US: California Assembly passes bill for trans-friendly death certificates
The California Assembly has passed a bill which will allow the death certificates of transgender people to respect their legal gender.
The Respect After Death Act aims to give guidance to authorities, coroners and funeral directors, on how to identify transgender people on death certificates.
In the past, trans people have been recorded as the wrong gender on death certificates by coroners who based their decision a medical examination instead of the person’s legal gender identity.
The Advocate reports that the bill passed through the Assembly Health Committee last month, and passed the main Assembly with bipartisan support, by a vote of 61-3.
It will now head to the Senate, later this year.
The bill, introduced by speaker Toni Atkins, was inspired following the death of trans activist Christopher Lee.
Lee died in 2012 at the age of 48, and despite living as male for over two decades and being legally recognised as male on all documents, he was listed on his death certificate as “female”.
His close friends Chino and Maya Scott-Chung reached out to the Transgender Law Centre after the incident, hoping to change the requirements for gender on death certificates, which eventually lead to the bill.
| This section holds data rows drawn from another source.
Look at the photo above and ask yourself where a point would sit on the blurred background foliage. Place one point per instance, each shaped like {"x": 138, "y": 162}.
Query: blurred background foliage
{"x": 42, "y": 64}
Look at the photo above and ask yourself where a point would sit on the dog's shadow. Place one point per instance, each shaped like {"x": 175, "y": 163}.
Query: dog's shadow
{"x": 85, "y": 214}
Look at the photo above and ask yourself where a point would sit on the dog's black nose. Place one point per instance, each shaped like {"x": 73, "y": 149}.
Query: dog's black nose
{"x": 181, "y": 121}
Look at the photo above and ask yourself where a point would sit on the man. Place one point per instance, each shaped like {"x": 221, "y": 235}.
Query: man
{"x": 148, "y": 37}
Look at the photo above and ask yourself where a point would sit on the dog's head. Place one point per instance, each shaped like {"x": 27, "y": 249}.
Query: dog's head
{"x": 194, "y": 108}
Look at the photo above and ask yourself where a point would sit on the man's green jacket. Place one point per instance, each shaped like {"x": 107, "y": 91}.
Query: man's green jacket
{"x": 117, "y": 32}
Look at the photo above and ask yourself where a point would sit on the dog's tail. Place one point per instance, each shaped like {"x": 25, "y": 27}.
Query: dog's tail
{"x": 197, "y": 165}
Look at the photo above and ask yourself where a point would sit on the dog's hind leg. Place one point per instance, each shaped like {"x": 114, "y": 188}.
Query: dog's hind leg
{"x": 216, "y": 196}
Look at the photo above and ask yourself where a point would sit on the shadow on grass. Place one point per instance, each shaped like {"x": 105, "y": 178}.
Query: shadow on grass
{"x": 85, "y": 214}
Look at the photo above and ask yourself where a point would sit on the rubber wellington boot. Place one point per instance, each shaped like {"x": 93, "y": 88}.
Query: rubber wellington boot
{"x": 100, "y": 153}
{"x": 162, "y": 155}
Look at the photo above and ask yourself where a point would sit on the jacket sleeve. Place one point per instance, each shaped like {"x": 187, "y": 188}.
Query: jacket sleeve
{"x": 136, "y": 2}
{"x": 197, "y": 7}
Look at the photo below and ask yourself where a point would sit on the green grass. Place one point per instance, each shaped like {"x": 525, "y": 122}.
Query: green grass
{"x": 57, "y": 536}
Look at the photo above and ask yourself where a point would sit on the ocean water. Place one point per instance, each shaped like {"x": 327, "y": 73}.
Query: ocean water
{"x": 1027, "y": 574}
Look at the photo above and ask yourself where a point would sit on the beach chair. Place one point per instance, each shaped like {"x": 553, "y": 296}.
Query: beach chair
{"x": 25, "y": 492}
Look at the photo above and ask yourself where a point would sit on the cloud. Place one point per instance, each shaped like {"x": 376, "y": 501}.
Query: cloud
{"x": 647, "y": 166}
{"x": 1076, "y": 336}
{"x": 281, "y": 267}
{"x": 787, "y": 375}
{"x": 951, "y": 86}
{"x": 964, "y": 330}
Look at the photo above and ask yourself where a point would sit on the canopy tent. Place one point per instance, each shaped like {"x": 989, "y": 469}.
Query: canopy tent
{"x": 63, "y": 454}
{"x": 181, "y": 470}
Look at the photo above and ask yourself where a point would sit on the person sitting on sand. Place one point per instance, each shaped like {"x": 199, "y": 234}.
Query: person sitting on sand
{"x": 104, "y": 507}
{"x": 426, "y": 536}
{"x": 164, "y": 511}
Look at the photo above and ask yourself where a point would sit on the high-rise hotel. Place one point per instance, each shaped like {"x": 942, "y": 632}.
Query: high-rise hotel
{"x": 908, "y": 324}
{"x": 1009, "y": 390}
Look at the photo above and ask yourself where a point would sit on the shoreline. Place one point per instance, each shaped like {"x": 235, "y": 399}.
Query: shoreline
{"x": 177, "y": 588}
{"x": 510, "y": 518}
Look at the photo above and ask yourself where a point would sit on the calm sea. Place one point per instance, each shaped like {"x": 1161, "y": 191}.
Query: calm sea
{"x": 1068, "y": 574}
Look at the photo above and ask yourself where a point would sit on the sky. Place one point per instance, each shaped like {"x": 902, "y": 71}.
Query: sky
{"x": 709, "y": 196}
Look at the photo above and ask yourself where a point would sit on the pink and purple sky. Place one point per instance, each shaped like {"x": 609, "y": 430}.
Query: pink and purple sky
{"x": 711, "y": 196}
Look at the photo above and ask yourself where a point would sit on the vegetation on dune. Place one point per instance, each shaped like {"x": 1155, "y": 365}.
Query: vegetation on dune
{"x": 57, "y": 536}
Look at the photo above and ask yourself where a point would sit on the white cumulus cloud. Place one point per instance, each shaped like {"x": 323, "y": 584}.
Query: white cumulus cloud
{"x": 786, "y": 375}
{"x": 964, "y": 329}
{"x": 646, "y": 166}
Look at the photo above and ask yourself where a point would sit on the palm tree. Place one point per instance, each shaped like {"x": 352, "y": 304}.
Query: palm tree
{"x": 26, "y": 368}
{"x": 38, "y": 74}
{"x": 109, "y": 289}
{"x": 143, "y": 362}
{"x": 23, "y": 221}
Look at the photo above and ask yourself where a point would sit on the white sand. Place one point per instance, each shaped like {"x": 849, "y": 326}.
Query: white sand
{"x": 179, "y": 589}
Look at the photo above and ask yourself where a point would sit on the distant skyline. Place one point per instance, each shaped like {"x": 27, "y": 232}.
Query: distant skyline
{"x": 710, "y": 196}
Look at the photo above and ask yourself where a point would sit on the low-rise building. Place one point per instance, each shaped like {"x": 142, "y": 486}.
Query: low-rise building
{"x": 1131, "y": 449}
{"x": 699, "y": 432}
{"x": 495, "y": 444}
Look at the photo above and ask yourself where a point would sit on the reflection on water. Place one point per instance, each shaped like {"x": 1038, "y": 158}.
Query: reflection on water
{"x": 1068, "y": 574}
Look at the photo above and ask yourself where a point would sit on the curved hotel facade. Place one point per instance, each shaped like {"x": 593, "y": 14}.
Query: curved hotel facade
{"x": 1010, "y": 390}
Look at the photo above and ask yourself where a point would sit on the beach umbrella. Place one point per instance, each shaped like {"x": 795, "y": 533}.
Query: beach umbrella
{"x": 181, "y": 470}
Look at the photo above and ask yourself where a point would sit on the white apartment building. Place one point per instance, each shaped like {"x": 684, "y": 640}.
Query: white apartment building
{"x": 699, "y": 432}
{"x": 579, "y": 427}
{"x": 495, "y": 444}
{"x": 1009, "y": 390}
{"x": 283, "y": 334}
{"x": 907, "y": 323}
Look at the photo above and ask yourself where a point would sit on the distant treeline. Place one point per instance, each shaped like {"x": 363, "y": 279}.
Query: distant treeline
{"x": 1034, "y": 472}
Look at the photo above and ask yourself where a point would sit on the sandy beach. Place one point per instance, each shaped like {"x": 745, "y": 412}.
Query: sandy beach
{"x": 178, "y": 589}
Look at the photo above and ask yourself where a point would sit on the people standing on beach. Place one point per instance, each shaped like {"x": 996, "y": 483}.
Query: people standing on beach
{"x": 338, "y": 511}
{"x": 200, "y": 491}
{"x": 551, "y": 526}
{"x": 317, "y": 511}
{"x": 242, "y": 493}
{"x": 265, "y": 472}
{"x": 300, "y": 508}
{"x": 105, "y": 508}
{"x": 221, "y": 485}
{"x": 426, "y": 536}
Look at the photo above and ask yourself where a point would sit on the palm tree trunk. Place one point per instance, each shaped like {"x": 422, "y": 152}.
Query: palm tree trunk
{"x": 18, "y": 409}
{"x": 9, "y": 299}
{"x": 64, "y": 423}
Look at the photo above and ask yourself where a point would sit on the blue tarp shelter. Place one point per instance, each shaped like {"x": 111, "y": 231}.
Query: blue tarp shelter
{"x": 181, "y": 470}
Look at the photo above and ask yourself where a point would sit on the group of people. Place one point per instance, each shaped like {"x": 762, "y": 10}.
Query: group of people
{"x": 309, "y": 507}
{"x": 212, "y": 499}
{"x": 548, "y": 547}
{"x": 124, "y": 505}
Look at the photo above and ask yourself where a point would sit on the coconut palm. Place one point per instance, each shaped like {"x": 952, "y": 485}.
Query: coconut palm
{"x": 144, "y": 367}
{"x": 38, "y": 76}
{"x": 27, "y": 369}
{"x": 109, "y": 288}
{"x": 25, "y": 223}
The group’s legal director Ilona Turner told the California Report: “It’s incredibly painful to the family, friends, and broader community members of a transgender person who passed away when that person is wrongly gendered after their death.
“It sends a message, really a pretty strong signal to the rest of the community, that your wishes around your gender, your identity, your life as this person, who you are doesn’t matter and can be completely erased once you’re not here to stand up for yourself.”